The officer has had several experiences with break-ins. Years ago, when her children were small, she returned from Christmas shopping and set the new presents under the Christmas tree. The family left, and when they returned, the gifts and tree were gone. “It was somebody who lived in the building,” she said (the back door was secure and undamaged).
While we’d all like to think our apartment buildings and neighborhoods are safe and filled with conscientious people, it’s not always the case.

A security officer in the 116 South Michigan building echoed these sentiments: “Nowadays, you can’t trust your neighbors or your neighborhood. Don’t let people see you coming up with valuables.” She emphasized protecting yourself against targeted attacks, where someone might observe your daily routine and know when you are and are not home. She advised that students “change [their] routine up.” While school schedules probably ensure that you don’t come home at the same time every day, an extra precaution could be to change the door you enter each time, so that someone consistently observing from the front street or back alley won’t notice if you’re gone for extended periods of time.

There are also ways to make your apartment seem occupied while you’re not there. “Keep your radio on, so people think you’re home. That’s what I’ve always been taught,” she says. If your budget allows, you can keep a radio or light on, giving the appearance that someone is living there. You can also purchase inexpensive timers from Target or most hardware stores that can turn your light, radio, or television on and off at certain times.

While advice like this may seem to some overly paranoid, students have been affected by targeted attacks. Third-year animation student Ryan Bock listed a multitude of things that had been stolen from his house in Logan Square on several occasions: “I’ve had three laptops stolen, power tools, my digital camera, iPods. A lot of the stuff from the garage was taken. They came through the door and through the window,” he recounted.

After the most recent robbery, Bock and his roommates called the police, who eventually sent over an investigator. Once the police got involved, the robberies immediately stopped, leading Bock to believe that it had been someone who lived in the area: “They knew when we were there and when we weren’t and where we keep our stuff.”

While you’re away, put all of your valuables out of sight. Jewelry, electronics, and anything else you’d hate to lose should be placed somewhere discreet.

If you do have a neighbor in the building you can trust, let them know how long you’ll be gone and if you’re expecting anyone in the apartment. If you’re going to be gone a considerable amount of time, consider having the mail put on hold so that piling newspapers and letters don’t make it evident that you’re away.

If you haven’t already, do some research on renter’s insurance. If you can afford it, renter’s insurance is a good way to safeguard your things and protects against break-ins and other damages that might happen in a rented apartment. While some landlords require you have renter’s insurance, many do not. Depending on where you live and how many valuable things you keep in your apartment, renter’s insurance is a relatively inexpensive way to protect your things, often ranging from $100-$300 a year (coming out to less than your wireless Internet).

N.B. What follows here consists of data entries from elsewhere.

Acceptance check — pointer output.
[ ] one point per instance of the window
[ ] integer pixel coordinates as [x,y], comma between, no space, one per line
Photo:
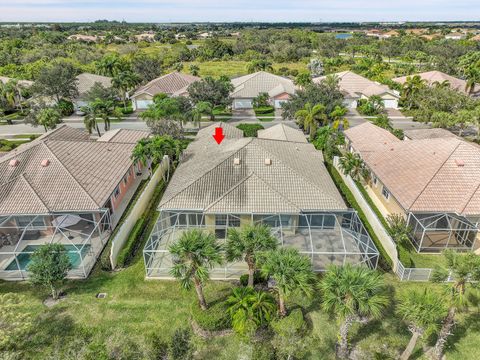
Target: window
[385,193]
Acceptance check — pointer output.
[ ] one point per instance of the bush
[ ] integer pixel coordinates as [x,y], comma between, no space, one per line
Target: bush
[250,130]
[215,318]
[128,250]
[65,107]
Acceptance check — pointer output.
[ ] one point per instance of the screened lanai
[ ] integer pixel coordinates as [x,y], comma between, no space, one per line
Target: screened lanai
[83,236]
[326,238]
[436,232]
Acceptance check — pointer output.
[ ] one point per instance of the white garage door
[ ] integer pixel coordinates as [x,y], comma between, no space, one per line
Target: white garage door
[243,104]
[391,104]
[143,104]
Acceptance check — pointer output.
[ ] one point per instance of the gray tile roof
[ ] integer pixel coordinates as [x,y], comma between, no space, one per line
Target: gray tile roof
[207,178]
[81,174]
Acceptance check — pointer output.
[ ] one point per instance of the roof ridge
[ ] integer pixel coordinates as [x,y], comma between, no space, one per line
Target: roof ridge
[70,174]
[435,174]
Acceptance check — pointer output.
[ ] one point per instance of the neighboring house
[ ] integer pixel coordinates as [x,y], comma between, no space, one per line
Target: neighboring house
[85,82]
[282,184]
[432,77]
[356,87]
[433,181]
[65,188]
[248,87]
[173,84]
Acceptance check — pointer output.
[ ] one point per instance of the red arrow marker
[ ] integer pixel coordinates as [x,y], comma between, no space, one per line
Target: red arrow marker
[219,135]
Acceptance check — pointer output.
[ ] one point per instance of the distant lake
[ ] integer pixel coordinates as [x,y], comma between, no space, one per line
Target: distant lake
[343,36]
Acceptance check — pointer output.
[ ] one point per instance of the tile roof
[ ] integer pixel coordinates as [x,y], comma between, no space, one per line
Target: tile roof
[86,81]
[208,180]
[427,175]
[249,86]
[81,174]
[174,83]
[355,85]
[282,132]
[437,76]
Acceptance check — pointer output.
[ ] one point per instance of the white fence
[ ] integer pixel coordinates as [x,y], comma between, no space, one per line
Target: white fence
[403,273]
[136,212]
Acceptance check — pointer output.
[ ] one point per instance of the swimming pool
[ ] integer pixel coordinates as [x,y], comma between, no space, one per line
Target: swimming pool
[24,256]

Finally, and most obviously, make sure that all of your doors and windows are securely closed and locked before leaving for the holidays.

Quick Tips on How to Protect Your Apartment While You’re Home or Away:

Make sure to lock (knobs and deadbolts) all of your doors and windows.

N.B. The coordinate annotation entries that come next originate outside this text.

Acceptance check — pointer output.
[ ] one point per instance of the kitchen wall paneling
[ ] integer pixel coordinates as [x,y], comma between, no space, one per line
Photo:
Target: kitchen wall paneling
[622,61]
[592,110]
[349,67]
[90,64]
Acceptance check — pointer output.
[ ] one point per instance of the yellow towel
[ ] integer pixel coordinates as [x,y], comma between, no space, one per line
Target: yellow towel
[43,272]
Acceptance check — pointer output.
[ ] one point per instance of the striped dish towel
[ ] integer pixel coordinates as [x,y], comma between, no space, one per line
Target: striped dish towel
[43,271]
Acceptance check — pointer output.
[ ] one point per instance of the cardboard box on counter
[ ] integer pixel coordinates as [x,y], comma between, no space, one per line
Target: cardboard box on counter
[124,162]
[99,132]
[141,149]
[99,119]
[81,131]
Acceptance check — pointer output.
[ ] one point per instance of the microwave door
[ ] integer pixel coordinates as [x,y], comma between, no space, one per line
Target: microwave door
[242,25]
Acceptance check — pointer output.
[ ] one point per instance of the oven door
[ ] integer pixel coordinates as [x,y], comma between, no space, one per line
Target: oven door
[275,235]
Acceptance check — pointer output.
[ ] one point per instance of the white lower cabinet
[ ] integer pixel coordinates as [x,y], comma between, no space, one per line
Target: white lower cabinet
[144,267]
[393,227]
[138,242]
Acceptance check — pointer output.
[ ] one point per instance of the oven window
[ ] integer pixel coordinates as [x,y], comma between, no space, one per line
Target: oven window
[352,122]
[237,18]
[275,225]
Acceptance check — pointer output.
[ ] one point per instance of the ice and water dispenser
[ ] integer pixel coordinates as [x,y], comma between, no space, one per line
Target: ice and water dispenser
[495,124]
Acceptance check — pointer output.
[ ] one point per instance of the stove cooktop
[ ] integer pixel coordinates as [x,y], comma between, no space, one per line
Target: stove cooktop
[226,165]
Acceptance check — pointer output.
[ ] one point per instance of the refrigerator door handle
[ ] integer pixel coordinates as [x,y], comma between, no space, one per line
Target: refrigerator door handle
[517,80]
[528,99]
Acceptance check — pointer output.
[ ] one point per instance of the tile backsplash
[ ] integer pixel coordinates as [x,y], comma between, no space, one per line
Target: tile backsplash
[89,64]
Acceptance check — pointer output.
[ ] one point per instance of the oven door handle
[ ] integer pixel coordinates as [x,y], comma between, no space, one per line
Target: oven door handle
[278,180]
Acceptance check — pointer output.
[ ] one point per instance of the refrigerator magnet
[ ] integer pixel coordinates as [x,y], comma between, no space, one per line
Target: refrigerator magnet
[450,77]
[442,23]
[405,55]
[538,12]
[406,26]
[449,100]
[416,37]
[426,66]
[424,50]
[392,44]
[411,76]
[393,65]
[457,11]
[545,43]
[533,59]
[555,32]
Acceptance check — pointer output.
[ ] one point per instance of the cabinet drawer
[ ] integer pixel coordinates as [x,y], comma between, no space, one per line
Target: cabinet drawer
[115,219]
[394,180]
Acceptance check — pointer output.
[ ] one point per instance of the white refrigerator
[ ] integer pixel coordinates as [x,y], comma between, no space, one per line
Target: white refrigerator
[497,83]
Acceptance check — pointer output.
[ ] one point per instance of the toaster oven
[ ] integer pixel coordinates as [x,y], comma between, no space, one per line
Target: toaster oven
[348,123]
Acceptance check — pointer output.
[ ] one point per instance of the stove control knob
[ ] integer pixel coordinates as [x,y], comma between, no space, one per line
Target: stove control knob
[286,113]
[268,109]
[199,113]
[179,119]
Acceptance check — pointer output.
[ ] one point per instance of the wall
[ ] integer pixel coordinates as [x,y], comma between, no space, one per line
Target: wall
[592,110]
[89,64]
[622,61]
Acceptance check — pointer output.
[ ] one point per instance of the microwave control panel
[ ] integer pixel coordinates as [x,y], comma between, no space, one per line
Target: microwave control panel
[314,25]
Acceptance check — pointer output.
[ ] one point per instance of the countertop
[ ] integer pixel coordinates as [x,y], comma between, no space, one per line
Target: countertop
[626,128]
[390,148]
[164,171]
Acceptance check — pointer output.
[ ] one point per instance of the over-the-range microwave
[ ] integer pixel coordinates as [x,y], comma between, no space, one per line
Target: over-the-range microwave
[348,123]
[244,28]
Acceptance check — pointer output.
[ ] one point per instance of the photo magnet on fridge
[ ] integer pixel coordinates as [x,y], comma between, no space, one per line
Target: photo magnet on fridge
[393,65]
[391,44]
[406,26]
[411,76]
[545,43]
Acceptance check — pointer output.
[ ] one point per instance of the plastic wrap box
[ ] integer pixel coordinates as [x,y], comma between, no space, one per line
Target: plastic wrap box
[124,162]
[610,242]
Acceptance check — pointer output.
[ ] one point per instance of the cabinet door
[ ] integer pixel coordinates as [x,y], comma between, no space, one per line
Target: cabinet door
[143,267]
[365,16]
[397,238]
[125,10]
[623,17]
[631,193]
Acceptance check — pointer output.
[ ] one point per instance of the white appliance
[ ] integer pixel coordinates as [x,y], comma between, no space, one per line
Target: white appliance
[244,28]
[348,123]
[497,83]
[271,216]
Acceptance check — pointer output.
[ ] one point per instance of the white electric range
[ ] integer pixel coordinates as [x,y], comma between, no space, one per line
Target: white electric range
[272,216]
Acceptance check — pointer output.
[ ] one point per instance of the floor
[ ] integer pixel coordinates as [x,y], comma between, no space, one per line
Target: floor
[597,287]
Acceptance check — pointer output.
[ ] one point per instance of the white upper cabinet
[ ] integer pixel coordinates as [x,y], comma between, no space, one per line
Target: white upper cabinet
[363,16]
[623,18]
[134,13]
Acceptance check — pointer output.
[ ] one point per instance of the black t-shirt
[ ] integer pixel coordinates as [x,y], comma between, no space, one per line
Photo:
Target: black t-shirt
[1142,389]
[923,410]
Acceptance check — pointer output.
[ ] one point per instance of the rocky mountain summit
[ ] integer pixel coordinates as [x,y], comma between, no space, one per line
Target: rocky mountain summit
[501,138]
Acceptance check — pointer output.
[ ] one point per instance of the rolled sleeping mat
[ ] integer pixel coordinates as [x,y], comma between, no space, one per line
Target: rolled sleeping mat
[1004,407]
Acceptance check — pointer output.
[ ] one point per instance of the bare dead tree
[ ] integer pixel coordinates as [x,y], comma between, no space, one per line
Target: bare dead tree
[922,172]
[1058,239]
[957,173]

Put your valuables, such as jewelry and electronics, out of sight and in discreet places.

Be cautious when entering your apartment with new or expensive purchases. Take note if you notice someone observing you.

Try not to enter your apartment at the same time and through the same door daily.

Leave a light or radio on, or purchase a timer from Target to program your lights with. (Hunter NiteTime Easy Set Timer available at Target for $12.99 or the GE 15 amp Plug-In Dual-Outlet Light-Sensing Timer from Home Depot for $ 9.97, which turns lights on at dusk and off at dawn.)

Let a trustworthy neighbor or friend know you’re going away and whether or not you anticipate anyone in the apartment.

Put the mail and newspapers on hold until you return.